Derek Sebastian: Graduated Spring 2017
Derek Sebastian completed his MS at CSU in 2014 and was co-advised by Drs. Phil Westra and Scott Nissen. He continued on to finish his PhD in 2017 under the guidance of Dr. Scott Nissen and is now a member of the Bayer VM Stewardship and Development Team where he continues to develop indaziflam in the western US.
Christopher Van Horn, PhD: Graduated Summer 2016
After graduating with his PhD under the advisement of Dr. Phil Westra, Christopher took a post-doc position with the USDA-ARS under Dr. Jianchi Chen doing genomic sequence analysis of Xyllella fastidiosa bacterial strains causing Pierce’s disease in grapevine. He now lives with his wife and two children in the San Joaquin Valley, CA.
Dean Pettinga: Graduated Fall 2016
I’m a graduate of Calvin College in my hometown of Grand Rapids, Michigan. I received my degree in biology with a minor in biochemistry.Food security is one of the greatest problems facing the world in this century. This problem does not have any individual solution. I see problems and opportunities for improvement in everything from personal eating habits to natural resource management and technology. Due to my interests in basic biology, I hope to approach this problem from a scientific perspective. The opportunity to work in a lab with these facilities and interests, solving problems directly relevant to farmers drew me to the Gaines Lab.
When I’m not in the lab, I like to spend my time on a hike, run, bike ride, a day skiing in the mountains, or anything else that gets me outdoors.

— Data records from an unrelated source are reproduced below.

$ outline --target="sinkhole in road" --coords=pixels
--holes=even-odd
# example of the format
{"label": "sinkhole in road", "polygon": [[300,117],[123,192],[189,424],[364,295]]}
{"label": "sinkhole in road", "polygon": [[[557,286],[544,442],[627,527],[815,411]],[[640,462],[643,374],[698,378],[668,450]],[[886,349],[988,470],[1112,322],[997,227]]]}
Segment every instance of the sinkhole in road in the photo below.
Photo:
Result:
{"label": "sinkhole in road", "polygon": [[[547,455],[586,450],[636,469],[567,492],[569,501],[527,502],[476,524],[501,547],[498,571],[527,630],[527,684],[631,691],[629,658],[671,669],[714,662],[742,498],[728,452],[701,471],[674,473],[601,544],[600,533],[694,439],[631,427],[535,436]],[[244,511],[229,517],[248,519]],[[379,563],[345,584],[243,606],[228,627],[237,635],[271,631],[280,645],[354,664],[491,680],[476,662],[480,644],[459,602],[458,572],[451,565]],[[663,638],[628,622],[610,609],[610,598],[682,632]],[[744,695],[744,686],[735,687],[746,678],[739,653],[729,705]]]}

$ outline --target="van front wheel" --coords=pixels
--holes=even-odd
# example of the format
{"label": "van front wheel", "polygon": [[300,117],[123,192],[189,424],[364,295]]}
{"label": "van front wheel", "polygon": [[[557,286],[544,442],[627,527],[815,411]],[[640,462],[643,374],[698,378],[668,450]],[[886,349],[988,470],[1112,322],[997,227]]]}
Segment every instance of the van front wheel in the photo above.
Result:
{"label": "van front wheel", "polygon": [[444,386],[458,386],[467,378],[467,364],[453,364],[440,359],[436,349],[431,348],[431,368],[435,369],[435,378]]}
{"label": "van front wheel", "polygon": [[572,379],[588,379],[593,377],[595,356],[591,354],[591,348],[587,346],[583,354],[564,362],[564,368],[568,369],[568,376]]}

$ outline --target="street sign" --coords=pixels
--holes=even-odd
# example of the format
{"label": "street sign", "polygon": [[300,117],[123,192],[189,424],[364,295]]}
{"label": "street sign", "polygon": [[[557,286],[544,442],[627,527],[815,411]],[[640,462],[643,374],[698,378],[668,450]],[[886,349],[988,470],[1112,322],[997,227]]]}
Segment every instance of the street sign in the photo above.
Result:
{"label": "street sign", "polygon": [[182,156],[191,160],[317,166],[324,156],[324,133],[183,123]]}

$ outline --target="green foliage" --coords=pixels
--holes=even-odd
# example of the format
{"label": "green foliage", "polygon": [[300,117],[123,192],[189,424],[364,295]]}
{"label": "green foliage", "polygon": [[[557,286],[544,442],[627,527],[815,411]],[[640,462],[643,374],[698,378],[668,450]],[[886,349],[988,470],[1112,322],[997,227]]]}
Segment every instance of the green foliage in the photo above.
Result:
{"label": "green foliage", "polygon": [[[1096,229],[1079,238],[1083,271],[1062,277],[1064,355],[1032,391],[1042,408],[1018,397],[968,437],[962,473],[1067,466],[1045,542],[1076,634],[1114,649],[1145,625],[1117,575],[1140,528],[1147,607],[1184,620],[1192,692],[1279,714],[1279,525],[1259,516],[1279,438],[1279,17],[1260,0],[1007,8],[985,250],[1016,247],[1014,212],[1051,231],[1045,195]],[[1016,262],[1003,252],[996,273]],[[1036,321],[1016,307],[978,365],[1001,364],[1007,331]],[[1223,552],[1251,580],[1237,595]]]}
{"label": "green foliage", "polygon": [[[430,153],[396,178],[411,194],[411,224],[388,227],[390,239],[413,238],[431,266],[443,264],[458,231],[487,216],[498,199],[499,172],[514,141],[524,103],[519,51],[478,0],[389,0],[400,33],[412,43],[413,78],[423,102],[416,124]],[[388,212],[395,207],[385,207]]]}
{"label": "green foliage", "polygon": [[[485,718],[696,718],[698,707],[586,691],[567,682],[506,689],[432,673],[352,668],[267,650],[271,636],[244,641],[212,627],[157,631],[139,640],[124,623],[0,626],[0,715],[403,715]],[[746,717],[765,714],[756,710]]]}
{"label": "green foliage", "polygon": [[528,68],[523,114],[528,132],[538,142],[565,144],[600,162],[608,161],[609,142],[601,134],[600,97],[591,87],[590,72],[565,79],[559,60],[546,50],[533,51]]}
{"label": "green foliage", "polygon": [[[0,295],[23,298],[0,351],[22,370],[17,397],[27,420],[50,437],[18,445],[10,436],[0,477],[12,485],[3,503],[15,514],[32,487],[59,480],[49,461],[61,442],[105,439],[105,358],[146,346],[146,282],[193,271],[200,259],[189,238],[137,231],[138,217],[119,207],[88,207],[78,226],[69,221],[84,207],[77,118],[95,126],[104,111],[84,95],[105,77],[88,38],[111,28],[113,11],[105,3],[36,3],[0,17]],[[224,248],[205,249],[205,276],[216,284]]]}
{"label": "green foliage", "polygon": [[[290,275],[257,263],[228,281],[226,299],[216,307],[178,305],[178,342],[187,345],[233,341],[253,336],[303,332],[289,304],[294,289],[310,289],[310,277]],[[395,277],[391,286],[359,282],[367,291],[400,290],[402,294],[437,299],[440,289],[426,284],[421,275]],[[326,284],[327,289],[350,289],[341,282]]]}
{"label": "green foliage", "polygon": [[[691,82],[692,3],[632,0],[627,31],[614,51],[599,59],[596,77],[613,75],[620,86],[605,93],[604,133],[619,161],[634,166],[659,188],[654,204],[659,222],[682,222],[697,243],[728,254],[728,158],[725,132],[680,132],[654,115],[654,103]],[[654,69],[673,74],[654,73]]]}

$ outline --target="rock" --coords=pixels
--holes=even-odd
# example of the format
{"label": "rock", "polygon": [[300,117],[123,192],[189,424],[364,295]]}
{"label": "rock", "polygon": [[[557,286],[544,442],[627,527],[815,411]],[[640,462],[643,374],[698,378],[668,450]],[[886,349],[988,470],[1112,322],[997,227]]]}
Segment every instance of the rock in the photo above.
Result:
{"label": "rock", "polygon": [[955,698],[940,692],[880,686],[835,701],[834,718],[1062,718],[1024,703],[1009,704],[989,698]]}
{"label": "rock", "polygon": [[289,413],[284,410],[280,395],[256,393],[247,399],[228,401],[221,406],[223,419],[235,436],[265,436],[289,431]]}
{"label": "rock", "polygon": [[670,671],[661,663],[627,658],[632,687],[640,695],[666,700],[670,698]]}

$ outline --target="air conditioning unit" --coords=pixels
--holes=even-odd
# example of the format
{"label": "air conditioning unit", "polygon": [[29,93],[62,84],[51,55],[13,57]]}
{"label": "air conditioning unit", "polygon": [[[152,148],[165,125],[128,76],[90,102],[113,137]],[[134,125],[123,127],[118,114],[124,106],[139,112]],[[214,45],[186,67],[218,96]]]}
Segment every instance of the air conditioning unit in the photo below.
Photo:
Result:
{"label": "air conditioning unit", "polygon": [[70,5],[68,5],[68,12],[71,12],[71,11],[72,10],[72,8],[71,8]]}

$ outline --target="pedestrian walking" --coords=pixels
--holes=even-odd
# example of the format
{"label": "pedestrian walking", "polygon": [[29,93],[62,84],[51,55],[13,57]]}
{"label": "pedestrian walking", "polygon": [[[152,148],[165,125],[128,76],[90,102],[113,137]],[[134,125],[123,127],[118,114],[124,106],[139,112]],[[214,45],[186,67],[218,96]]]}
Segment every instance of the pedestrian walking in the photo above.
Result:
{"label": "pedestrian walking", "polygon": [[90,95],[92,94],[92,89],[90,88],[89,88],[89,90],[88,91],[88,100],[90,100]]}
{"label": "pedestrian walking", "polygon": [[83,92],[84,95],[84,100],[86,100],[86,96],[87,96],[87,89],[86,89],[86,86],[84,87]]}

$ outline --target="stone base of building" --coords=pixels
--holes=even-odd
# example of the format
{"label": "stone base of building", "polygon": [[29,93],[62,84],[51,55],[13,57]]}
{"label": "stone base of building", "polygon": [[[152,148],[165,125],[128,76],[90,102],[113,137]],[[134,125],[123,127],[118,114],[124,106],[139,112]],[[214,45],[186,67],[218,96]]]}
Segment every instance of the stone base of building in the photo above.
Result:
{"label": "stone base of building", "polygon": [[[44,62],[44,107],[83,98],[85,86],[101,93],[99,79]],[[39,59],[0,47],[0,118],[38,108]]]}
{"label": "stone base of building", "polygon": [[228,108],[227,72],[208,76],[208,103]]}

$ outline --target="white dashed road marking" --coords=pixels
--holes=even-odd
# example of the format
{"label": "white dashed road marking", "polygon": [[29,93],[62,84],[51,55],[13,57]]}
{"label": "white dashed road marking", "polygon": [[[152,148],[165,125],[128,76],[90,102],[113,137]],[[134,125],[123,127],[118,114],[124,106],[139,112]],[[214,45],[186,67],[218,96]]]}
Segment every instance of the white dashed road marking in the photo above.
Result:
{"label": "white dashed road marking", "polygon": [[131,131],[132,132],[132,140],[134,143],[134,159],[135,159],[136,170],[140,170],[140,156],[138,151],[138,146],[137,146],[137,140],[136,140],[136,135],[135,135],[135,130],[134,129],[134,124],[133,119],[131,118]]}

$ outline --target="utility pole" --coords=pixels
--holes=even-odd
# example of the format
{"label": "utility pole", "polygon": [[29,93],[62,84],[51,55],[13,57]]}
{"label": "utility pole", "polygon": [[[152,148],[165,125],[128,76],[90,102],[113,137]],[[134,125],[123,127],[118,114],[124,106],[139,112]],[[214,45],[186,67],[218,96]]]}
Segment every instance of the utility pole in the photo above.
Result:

Curtis Hildebrandt: Graduate Student, Todd Gaines
I grew up in Eastern Colorado on a small irrigated farm where we grew corn and wheat. Additionally, my father is also an aerial sprayer who deals with many insect and weed crop pests. This is where my interest in agriculture and pest control got its start. I got my B.S. at Colorado State University in Soil and Crop Science, with a concentration in Soil Science, and an additional minor in Chemistry. I am currently pursuing a M.S. degree in the department of Weed Science under the direction of Dr. Phil Westra, looking into the effect of aminocyclopyrachlor on desirable tree species, and will be pursuing a Ph.D. under the direction of Dr. Todd Gaines, where we will try to develop herbicide resistant wheat varieties through induced mutagenesis.